DZ: Why did you, MVP, decide to make this trip to Ferguson?
MVP: Because, I was sitting on the couch, watching the footage coming in.… And, I’ve been saying this over and over, I just got tired of shaking my fist at the TV. My biggest issue was watching the militarized St. Louis County Police come in with a heavy-handed approach, to peaceful protesters. Media blackout, arresting journalists, and I just felt like I had to speak up about our Constitution being trampled on and our constitutional rights being violated.
You’ve now been there a couple of days, what’s your sense of what’s happening on the ground?
I’ve had had the opportunity to speak to a lot of the local residents who were there in the chaos. One guy who was actually, according to him, beaten up by the police in the process. And last night was extremely calm, there were peaceful protests… no violence. But there was no police presence. Earlier in the evening, there were a few black police officers, and I think the local police chief—it was, I think, a minimized police presence. The night, as it got darker and as it got later there were even less police. And, I’m sad to say, that much, much later in the evening—probably around 1 am—a few police responded to minor incident at a McDonald’s. There was nothing going on and they left. They didn’t bother anyone, and as they were leaving, some were throwing rocks and bottles at the police cars as they left.
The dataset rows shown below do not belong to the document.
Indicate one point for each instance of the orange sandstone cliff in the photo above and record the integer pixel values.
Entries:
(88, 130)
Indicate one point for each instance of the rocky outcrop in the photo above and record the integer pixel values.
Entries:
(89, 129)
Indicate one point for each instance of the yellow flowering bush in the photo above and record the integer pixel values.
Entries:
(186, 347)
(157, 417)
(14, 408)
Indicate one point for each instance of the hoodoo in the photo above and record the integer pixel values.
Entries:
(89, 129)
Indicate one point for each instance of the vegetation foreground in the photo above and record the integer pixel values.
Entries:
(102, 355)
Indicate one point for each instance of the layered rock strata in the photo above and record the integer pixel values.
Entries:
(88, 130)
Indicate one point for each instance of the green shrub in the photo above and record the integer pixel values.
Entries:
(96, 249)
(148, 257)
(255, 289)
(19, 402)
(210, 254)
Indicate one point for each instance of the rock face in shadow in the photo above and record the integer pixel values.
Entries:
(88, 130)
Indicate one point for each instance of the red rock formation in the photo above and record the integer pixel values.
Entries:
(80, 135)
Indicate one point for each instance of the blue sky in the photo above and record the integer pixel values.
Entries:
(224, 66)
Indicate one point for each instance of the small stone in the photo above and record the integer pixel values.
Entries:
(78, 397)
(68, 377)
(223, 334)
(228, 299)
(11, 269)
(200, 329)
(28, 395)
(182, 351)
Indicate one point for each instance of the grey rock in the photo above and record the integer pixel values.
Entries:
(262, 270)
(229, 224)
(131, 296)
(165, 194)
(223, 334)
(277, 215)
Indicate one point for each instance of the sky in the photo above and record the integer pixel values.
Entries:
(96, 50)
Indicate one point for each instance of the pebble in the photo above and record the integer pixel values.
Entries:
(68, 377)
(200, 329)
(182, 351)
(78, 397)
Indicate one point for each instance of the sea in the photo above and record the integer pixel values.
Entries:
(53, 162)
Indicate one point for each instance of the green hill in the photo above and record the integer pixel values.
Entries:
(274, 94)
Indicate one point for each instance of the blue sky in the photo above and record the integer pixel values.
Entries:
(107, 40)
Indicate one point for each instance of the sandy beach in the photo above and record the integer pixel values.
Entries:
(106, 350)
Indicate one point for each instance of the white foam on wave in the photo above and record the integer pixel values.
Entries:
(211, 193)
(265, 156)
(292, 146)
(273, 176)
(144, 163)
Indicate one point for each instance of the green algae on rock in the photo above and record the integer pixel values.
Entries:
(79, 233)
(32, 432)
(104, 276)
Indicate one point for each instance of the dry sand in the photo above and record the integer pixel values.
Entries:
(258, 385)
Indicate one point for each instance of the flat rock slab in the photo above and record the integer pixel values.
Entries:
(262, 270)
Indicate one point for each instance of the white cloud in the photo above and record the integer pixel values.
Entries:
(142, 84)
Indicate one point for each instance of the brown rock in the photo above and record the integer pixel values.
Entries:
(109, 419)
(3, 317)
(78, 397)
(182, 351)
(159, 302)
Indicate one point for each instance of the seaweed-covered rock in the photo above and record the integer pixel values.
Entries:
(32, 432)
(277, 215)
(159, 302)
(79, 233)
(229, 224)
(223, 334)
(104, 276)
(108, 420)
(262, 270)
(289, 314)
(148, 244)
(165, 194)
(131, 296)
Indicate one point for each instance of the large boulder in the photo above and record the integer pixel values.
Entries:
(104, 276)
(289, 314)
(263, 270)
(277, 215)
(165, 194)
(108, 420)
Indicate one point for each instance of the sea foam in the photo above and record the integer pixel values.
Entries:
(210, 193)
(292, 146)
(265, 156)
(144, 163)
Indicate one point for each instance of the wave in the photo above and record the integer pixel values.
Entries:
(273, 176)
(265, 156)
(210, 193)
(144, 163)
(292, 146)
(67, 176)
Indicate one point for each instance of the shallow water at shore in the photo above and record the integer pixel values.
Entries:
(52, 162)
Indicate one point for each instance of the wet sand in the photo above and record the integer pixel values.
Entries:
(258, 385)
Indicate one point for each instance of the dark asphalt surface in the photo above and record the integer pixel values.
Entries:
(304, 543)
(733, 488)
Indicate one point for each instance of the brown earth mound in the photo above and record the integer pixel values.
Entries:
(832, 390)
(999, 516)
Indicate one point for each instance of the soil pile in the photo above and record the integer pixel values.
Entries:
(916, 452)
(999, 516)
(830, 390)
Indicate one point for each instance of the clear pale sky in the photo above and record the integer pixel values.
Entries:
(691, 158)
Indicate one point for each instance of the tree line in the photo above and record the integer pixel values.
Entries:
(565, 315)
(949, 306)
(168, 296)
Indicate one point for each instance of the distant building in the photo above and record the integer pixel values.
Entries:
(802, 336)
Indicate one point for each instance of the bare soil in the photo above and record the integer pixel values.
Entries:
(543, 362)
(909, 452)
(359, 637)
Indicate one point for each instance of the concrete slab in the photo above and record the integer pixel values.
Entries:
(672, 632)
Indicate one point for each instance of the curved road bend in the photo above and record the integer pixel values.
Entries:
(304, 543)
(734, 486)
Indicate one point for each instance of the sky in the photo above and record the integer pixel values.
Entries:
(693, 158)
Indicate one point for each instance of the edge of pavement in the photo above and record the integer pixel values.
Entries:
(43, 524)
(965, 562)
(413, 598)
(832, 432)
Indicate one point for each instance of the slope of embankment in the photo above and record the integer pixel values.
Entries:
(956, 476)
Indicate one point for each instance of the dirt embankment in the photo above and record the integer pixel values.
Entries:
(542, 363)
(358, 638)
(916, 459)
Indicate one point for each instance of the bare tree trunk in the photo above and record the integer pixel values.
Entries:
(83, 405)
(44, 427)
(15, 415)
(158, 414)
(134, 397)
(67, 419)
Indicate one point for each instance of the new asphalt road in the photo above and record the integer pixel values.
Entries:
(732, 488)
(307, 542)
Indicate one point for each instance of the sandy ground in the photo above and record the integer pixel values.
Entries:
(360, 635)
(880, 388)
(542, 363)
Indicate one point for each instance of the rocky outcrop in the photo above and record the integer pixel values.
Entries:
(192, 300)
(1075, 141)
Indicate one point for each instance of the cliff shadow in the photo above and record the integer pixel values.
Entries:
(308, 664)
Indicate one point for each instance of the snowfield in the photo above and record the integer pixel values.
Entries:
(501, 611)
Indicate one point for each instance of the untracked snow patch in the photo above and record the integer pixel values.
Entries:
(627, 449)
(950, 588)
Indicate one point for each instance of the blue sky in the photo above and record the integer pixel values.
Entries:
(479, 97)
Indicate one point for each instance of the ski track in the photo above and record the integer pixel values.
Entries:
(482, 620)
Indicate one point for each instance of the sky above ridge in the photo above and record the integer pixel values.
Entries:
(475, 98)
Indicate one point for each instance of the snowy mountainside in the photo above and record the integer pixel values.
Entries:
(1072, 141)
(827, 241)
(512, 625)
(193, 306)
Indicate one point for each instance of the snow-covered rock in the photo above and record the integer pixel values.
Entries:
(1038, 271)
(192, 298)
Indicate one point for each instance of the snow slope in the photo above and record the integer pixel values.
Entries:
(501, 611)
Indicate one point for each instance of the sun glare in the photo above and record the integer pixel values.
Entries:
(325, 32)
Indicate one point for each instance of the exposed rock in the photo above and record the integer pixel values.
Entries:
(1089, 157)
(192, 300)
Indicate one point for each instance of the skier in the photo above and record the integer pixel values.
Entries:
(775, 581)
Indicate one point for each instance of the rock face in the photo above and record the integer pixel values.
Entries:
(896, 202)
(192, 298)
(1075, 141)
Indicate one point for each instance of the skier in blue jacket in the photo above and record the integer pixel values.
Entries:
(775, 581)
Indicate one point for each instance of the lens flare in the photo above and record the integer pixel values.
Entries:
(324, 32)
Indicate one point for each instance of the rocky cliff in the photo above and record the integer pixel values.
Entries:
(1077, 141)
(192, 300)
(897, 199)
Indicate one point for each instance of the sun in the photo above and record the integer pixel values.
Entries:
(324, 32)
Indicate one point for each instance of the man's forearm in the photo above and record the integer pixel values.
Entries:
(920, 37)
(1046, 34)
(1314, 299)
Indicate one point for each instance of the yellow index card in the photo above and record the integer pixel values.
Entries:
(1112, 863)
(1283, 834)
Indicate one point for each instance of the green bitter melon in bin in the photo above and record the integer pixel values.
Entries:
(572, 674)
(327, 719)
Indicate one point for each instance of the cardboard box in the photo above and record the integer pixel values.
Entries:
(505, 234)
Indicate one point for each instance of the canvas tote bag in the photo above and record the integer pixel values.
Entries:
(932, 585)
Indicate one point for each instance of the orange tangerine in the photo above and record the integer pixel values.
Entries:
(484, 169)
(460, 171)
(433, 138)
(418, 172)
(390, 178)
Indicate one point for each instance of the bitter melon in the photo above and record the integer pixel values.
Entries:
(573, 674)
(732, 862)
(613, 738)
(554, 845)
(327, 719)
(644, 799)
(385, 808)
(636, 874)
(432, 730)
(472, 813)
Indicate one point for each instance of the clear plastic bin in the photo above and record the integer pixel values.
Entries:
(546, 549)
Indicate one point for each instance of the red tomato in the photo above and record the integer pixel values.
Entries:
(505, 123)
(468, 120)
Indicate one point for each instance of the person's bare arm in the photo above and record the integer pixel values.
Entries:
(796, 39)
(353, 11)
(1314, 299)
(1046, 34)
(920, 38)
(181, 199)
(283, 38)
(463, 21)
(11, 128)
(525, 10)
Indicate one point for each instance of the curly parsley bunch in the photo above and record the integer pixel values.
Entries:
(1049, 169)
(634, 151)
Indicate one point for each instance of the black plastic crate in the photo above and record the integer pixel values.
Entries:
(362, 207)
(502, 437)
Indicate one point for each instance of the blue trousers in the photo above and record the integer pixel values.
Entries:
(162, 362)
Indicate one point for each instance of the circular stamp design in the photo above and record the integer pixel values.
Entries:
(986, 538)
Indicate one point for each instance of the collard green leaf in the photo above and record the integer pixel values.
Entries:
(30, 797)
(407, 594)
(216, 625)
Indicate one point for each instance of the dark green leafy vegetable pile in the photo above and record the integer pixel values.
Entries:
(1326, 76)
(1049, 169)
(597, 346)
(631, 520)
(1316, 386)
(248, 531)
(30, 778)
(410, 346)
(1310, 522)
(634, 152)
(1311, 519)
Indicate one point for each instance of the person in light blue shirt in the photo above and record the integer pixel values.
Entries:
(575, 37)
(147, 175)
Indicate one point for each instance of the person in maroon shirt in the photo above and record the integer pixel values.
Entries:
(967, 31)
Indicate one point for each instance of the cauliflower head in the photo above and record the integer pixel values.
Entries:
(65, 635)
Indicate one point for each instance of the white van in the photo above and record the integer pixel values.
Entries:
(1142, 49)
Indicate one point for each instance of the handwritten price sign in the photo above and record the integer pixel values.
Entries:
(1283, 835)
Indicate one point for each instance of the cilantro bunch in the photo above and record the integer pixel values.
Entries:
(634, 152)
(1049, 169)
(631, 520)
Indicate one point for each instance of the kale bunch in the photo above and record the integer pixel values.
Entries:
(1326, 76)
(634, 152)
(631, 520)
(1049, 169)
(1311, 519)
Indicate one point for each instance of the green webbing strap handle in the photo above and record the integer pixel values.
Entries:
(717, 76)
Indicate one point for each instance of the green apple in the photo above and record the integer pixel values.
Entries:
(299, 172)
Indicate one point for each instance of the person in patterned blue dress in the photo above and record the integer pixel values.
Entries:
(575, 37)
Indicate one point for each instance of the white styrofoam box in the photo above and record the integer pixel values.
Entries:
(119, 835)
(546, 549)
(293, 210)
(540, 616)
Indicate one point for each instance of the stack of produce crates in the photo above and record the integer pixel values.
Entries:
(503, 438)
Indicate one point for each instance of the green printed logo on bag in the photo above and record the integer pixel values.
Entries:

Which is counterproductive to do, but unfortunately you always have that angst.
So what’s your analysis of the approach of the police?
I‘ll paraphrase, because I believe the quote was that the St. Louis County Police Department… they hadn’t even had the opportunity to drill for that type of situation. So, what I think you have is a bunch of overanxious individuals with improper training responding to a situation not knowing how to do so. And as seen in some of the video that’s still shot as well as the accounts of some of the people who were there, you had officers on hand who were—instead of de-escalating the violence were intentionally escalating it. Mocking the citizens, there’s a still photo that I saw of some of the officers with their hands up… The major chant [of the protest] has been “Hands up, don’t shoot.” And there’ve been people walking up and down the street with their hands up and T-shirts that say “Hands up, don’t shoot.” Because allegedly, according to eyewitness accounts, Mike Brown had his hands up in a surrender position when he was shot. And there’s actually a still photo floating around that I saw, and a number of individuals related that they saw firsthand of officers raising their hands up, mocking the protesters and the “Hands up, don’t shoot” pose. That’s not professional, that’s not an attempt to de-escalate violence. There was talk of officers calling them animals. From what I understand it was just a complete lack of professionalism and leadership. Before this, where were the local community leaders? Where was the governor? Where was the mayor? Where was the city council? Where were the people who should have stepped in and called for peace? Where were the people who should have stepped in and said, “Wait a minute, this is not how we handle these sort of situations.”